We go into court. The judge makes his displeasure with the barrister’s application abundantly clear. The idea of putting a team of solicitors in a witness box so their professional judgement can be challenged by a defence counsel does not sit comfortably with him.
Daniel gives evidence first.
– What is your understanding of section 20 is and why did you plead guilty to it?
– I pleaded guilty because I did hit the man.
– Did your lawyers explain the concept of self-defence to you at any stage?
– Did they explain the concept of reasonable force at any stage?
– Do you accept that you assaulted the victim?
– Did you intend to cause him any harm?
We break for lunch. The solicitors outside view me with suspicion. Al a bit childish really.
In the afternoon the solicitors all give evidence. The barrister is grilling them on the lack of any reference to self-defence in any of their copious notes and documents prepared during all previous court hearings. He suggests that they did not advise Daniel properly in the case, and they denied him the option of running self-defence argument during his trial. They are all asked the same questions, all give more or less the same answers, which is that they did not see the need to write this up in the documentation but yes, they fully advised Daniel on self-defence, of course they did, as they always do. The judge clearly sides with the solicitors throughout. At some point he actually apologises for all the questions, and shouts at the barrister for trying to doubt the solicitors’ professional integrity. This part of the early afternoon courtroom drama makes for very uncomfortable viewing. I wish for a commercial break or two.

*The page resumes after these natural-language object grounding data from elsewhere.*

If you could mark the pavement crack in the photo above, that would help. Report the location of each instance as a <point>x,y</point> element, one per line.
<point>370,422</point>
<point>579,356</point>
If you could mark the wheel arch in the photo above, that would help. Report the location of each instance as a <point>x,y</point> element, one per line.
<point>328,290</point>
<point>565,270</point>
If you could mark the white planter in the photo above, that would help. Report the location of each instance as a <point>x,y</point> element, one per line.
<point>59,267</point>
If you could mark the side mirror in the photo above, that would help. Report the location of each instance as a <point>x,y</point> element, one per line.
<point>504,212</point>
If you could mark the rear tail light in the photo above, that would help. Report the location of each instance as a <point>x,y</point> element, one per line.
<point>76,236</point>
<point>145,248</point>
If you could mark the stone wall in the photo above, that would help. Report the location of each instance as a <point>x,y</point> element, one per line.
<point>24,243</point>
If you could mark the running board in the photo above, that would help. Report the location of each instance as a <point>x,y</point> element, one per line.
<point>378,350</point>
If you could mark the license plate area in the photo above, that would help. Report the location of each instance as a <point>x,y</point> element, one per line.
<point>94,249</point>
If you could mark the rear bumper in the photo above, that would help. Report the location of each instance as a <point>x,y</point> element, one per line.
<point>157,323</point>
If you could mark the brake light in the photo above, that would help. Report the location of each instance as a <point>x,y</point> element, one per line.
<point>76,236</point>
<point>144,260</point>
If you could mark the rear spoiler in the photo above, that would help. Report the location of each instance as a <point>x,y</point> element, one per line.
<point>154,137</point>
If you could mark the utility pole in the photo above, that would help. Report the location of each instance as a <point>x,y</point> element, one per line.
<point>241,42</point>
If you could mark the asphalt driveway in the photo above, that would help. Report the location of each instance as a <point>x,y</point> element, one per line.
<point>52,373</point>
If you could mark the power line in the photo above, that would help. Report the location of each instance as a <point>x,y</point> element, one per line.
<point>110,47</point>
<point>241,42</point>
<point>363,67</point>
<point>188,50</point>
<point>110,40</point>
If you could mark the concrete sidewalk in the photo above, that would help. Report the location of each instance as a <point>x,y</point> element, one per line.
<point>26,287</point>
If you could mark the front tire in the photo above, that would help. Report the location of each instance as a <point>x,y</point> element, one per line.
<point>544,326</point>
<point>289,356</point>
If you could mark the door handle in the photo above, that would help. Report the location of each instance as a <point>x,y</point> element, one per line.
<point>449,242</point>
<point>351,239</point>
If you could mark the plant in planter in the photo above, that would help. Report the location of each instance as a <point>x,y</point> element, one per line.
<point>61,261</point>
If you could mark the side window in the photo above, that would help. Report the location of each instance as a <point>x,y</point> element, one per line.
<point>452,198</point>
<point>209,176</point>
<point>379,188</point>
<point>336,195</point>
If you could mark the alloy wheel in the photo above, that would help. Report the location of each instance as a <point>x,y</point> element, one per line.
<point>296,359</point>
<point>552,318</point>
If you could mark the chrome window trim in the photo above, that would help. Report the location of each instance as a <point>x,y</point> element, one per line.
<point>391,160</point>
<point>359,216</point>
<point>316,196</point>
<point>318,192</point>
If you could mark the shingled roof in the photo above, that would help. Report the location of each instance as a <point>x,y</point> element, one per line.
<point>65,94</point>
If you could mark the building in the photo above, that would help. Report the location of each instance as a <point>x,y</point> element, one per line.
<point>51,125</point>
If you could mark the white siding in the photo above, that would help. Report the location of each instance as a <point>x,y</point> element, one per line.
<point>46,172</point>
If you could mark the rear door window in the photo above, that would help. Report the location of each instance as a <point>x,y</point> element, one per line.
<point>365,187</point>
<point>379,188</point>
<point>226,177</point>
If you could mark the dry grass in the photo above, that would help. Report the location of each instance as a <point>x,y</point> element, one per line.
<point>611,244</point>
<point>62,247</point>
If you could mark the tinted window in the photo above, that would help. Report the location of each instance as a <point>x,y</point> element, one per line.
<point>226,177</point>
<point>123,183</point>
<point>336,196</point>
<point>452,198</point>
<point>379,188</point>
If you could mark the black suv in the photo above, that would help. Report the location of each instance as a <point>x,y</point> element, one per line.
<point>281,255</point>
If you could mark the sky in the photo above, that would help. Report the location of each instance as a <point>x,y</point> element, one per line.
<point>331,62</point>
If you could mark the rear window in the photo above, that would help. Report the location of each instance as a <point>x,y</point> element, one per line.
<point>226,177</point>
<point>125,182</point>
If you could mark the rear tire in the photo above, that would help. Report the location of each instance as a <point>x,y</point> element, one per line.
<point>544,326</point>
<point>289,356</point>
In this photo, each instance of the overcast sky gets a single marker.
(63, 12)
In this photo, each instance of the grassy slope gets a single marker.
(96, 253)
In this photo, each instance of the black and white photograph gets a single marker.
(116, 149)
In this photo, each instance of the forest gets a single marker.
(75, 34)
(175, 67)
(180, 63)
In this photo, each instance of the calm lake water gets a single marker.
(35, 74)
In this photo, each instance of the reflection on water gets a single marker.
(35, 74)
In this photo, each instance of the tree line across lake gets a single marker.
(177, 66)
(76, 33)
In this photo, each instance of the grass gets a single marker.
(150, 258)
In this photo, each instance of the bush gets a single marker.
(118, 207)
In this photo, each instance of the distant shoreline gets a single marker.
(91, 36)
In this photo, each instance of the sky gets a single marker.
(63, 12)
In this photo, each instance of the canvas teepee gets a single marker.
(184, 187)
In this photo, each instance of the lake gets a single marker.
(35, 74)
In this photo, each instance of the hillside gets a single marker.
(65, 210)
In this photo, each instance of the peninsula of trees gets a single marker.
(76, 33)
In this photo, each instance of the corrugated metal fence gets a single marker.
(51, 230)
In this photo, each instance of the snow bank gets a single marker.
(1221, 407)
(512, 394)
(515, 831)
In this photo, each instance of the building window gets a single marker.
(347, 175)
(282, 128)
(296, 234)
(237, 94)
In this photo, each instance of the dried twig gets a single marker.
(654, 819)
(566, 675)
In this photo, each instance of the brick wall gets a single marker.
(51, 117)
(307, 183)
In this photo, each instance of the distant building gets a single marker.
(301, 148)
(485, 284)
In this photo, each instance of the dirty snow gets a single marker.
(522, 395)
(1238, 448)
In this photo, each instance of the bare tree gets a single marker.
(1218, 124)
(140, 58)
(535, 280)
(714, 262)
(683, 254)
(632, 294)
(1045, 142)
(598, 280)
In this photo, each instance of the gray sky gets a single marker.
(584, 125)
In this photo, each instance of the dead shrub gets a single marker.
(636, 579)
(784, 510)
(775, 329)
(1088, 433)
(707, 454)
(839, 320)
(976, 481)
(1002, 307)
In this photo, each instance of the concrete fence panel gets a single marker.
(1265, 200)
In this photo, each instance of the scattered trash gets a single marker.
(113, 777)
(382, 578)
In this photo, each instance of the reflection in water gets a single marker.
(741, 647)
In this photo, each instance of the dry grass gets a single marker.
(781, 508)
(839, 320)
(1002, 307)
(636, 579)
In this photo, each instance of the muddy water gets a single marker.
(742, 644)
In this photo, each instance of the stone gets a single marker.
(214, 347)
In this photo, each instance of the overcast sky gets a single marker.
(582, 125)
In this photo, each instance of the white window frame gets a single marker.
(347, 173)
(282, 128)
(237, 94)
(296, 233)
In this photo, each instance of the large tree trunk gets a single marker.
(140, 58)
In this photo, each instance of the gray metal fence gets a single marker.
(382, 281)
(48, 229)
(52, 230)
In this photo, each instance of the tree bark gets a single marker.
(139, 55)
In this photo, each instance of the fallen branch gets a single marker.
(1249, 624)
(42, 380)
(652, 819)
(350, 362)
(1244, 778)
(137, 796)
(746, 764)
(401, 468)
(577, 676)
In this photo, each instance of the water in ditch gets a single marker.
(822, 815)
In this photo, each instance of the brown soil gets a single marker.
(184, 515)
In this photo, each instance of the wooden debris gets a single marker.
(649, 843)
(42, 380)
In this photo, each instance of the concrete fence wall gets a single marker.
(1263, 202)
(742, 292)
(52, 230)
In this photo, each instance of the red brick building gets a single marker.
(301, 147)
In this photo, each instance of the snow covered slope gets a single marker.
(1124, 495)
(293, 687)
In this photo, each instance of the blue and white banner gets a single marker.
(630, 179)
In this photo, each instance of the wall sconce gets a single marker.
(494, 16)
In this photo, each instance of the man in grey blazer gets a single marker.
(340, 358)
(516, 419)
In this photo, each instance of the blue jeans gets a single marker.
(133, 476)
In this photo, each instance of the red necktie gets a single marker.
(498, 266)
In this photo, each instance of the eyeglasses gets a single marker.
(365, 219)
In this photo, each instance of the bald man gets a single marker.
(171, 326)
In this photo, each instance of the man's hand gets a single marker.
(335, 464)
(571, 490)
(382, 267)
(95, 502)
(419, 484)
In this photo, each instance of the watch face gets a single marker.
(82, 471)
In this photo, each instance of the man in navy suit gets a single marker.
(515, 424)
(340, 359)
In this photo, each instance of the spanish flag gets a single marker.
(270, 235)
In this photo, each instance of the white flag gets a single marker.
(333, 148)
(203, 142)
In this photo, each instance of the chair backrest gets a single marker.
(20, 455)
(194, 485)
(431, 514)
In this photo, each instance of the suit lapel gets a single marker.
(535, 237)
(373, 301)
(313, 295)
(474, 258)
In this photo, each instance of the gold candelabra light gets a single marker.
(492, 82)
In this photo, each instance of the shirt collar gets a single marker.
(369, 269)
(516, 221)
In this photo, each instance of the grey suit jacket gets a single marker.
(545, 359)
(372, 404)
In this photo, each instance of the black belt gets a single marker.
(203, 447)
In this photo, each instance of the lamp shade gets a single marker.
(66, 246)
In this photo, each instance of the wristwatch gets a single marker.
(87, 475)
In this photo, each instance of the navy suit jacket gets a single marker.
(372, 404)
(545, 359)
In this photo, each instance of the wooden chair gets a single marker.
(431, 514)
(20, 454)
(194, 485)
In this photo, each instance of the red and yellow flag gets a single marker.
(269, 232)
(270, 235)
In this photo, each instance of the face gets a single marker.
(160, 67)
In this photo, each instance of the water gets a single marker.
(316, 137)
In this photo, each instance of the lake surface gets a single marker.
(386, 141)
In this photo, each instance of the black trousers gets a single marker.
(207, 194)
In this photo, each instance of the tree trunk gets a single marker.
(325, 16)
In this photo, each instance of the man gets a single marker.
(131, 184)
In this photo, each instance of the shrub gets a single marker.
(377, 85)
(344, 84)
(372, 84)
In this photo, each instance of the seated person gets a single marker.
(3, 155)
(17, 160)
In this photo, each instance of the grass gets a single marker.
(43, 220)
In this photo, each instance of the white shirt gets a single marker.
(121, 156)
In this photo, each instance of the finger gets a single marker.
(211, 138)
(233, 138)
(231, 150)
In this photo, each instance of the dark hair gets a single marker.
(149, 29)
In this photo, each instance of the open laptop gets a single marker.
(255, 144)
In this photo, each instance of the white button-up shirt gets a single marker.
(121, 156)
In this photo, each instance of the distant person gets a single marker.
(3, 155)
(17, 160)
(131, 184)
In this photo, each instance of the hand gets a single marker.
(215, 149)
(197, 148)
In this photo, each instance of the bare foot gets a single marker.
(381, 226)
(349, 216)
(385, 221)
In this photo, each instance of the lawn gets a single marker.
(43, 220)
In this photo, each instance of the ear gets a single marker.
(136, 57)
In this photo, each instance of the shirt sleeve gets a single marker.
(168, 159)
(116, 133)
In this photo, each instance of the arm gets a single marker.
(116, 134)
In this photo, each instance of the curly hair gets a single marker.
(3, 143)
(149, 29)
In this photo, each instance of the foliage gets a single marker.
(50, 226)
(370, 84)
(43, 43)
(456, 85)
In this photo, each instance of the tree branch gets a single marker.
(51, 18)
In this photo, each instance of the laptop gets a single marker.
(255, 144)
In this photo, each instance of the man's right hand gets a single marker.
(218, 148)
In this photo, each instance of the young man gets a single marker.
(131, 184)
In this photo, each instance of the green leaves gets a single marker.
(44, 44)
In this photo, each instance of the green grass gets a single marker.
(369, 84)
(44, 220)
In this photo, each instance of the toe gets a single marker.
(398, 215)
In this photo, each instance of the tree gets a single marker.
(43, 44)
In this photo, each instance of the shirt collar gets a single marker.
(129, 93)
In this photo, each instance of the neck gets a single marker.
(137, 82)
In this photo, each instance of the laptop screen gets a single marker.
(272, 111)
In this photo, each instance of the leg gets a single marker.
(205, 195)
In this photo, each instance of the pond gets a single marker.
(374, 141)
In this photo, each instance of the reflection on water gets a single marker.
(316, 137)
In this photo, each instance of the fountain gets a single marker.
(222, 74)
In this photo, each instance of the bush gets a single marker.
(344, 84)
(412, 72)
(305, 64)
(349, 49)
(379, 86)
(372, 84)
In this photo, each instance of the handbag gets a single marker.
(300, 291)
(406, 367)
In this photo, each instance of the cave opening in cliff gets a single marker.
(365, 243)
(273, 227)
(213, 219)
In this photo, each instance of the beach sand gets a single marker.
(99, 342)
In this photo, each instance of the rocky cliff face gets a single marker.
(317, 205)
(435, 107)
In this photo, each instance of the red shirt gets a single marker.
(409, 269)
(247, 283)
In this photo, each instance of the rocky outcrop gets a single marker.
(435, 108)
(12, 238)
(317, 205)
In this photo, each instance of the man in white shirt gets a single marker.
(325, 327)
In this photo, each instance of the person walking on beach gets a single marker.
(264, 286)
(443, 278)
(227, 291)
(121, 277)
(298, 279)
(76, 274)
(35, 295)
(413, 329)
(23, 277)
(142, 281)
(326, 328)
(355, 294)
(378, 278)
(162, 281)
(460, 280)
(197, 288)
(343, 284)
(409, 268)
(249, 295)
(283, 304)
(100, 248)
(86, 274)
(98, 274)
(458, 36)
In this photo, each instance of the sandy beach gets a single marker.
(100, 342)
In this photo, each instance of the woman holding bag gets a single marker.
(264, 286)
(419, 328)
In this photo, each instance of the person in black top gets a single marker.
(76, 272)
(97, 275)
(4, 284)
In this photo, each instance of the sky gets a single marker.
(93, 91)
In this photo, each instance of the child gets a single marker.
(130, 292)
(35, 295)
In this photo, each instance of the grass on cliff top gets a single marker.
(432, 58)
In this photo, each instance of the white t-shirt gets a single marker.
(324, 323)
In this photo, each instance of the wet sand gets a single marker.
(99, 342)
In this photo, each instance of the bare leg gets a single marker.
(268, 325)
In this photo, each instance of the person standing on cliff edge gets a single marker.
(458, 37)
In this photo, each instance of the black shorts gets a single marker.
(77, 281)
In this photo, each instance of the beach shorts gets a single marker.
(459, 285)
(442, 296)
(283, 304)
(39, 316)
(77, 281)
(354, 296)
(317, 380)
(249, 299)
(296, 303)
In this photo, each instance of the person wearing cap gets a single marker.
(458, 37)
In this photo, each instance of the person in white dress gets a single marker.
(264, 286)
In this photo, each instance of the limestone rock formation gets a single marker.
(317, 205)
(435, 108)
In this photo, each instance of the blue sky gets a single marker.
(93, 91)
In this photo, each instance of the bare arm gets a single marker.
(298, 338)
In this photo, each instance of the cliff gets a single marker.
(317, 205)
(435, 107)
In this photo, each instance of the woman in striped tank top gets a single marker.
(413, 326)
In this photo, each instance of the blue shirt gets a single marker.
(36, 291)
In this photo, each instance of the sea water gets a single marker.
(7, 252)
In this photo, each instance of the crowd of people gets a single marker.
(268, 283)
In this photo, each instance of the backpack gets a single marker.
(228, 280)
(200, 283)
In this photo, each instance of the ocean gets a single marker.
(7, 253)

The judge announces his decision. He starts by telling the barrister off for accusing the solicitors of unprofessional conduct. It all seems a foregone conclusion until, in a twist worthy of an episode of Silk, the judge picks up the, half forgotten by now, basis of plea document and says, ‘there is however an ever so small criticism that can be extended to the content of this document, which makes it equivocal, and therefore I am obliged to give the defendant benefit of the doubt, small as it is, and so I allow the application to vacate previous guilty plea’. Jaws drop, eyes open wide, silence in the courtroom.
Daniel gave up listening to the proceedings about an hour ago. I nudge him and repeat the result of today’s hearing. He stares at me blankly. All of this overwhelms him. He responds to being re-arraigned in a daze. A new trial date is set and we wrap up for the day. Daniel’s exhaustion rubs off on me.
The barrister catches up with me outside. His excitement unabated, he rambles incessantly, giving his interpretation of today’s events; you see, judges don’t like exposing solicitors as incompetent, so he picked a totally inconsequential argument, limiting his criticism of their action to the drafting of one document, because he wasn’t going in a million years agree with me even though it was obvious he agreed with me, blah blah blah. I began to drift. It’s been a long day.
So, anyway, what I meant to say is, I love my job and one way or another, I have hardly ever a dull moment at court. Too drained to think of a better punchline.